On 01 May 1879, having sent his elder daughter out of the children’s room, Freeman prayed over Edith, hoping that she would sleep through what was to come–or that his hand might be stayed at the last moment by God, just as Abraham’s was said to have been. Edith opened her eyes; and since no divine hand held him back, Freeman stabbed his five year old daughter. She had just the time to say ‘Oh, Papa’ before she died.
After he had suffered ‘a good deal of agony of mind’ over what he had done, Freeman came to feel at peace, certain that he had proven his piety. He called a meeting of his co-religionists, to whom he gave a rambling sermon presaging the imminent arrival of Christ, before displaying his daughter’s body to them. However shocked they might seem, he reassured them that in three days she would be resurrected. And reassured they were. Edith’s grandmother insisted that there was no need to tell the murdered girl’s sister Mildred about any of this, since Edith would be back in three days and the knowledge would only disturb the girl. The other Adventists all went home and continued with their daily lives, Freeman’s secret presumably safe with his fellow church-goers.
The next day Freeman and his wife were arrested for filicide. News of the crime, not to mention the fact that a number of the Adventists openly approved of what Freeman had done, caused a wave of fury. Pulpits bristled with denunciations of Adventism and fanaticism, and the New England Adventist Association was forced to quickly dissociate itself from the Pocasset congregation. Freeman remained unconcerned, certain that he would be vindicated when God resurrected his daughter on the third day.
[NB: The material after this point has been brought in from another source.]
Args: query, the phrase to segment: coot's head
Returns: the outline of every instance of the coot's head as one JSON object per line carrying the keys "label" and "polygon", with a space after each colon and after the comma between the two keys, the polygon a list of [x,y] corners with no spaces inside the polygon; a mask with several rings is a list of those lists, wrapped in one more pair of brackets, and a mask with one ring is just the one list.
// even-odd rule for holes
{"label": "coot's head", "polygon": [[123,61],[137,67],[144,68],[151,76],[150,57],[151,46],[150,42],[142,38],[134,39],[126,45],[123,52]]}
The day of Edith’s anticipated resurrection came and went with nary a stir from Edith. In lieu of a resurrection there was a burial–accompanied, to be sure, by some mutters about God breaking his promises. At the grave side, Alden Davis, now the leader of the Pocasset Adventists, jumped onto a nearby grave and began to give a speech eulogising the murderer, until the cries from the crowd of ‘Choke him!’ and ‘Bury him in the open grave!’ led to something of a brawl over the coffin.
Freeman was found insane and therefore incapable of standing trial, but he rejected that diagnosis. He was “the spirit of Truth,” he proclaimed. “I represent Christ in all his parts, prophet, priest and king. All good is represented in one person, and that person is me. I feel sure that my name will be honoured above any other name except Jesus.” As for Edith, “I feel perfectly justified. I feel that I have done my duty. I would not have her back.” To his surprise, he was immediately committed to the State Lunatic Asylum.
It took four years for Freeman to acknowledge the horror of what he had done, at which time he finally stood trial. Found not guilty by reason of insanity, he returned to the asylum, where he remained until he was set free some years later as representing no further danger. And there he vanishes from view.